Vi prego, adesso, di riflettere alle circostanze in cui s’è svolto fenomeno così spontaneo. Ai presenti era ignoto il casato del nonno, anche perché, trattandosi del padre della mamma, era tutt’altro del cognome del giovane amico. Nessuno del gruppo, a ogni modo, sapeva se questo nonno fosse vivo o morto.
Non si può del tutto escludere, ma certo è improbabile e inverosimile, che il nipote, ignaro di quanto si svolgeva sotto i suoi occhi, abbia suggestionato la medium: tanto più poi ch’essa, come gli altri, era in uno stato normale e calmo, quindi punto propizio a subire suggestioni.

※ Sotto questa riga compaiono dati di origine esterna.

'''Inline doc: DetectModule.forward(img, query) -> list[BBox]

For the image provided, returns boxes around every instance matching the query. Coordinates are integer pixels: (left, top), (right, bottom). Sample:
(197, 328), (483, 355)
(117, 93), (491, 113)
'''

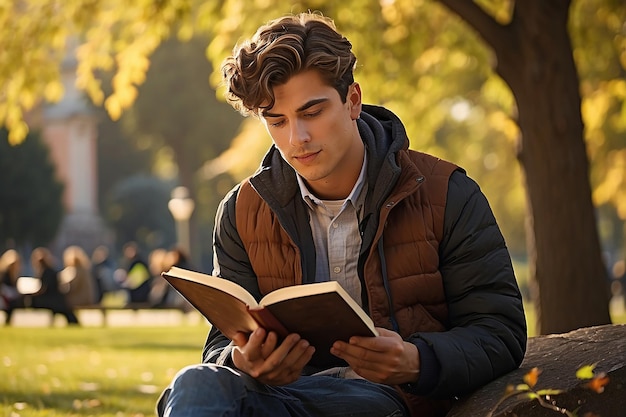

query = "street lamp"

Il dialogo seguito tra nonno e nipote risultò, infine, di tal natura da escludere ogni forma suggestiva, tanto più che il nipote non entrò nel circolo e non ebbe contatto di sorta col tavolino, né con la medio. Per cui, a dispetto di tutte le altre ipotesi, parmi di poter situare il caso tra quelli d’indole puramente spiritica.

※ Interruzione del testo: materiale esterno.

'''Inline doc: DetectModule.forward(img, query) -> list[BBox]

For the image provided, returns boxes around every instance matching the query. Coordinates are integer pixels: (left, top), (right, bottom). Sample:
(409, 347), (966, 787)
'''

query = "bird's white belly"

Passiamo a un altro di assai maggiore rilievo.
La seduta, a cui partecipo, si svolge a Roma, nel salone del principe R***. Sono presenti nove persone. Il medium è in piena trance, seduto nel vano della finestra, preparato a gabinetto medianico. Sentiamo il suo respiro alquanto oppresso, con un ritmo continuo, che sta fra un russare lieve e un lieve rantolio.
A un certo momento, vediamo formarsi due nuclei di luce: poi, al di qua della tenda (io non ne son lontano un metro) mentre al di là sentiamo sempre il rantoloso e regolare respiro del medium, vediamo apparire nettamente una testa illuminata, con un panno bianco sui capelli, e due braccia in penombra, aperte, con due mani in alto, tra le cui dita traspaiono sottili strisce di luce, come se stringessero due globi luminosi. La faccia è visibile in ogni sua particolarità, tranne gli occhi che rimangono nascosti nell’ombra delle occhiaie. Pare la testa d’un uomo trentacinquenne, magro, regolare, con baffetti a punta, biondicci, mento e zigomi pronunciati.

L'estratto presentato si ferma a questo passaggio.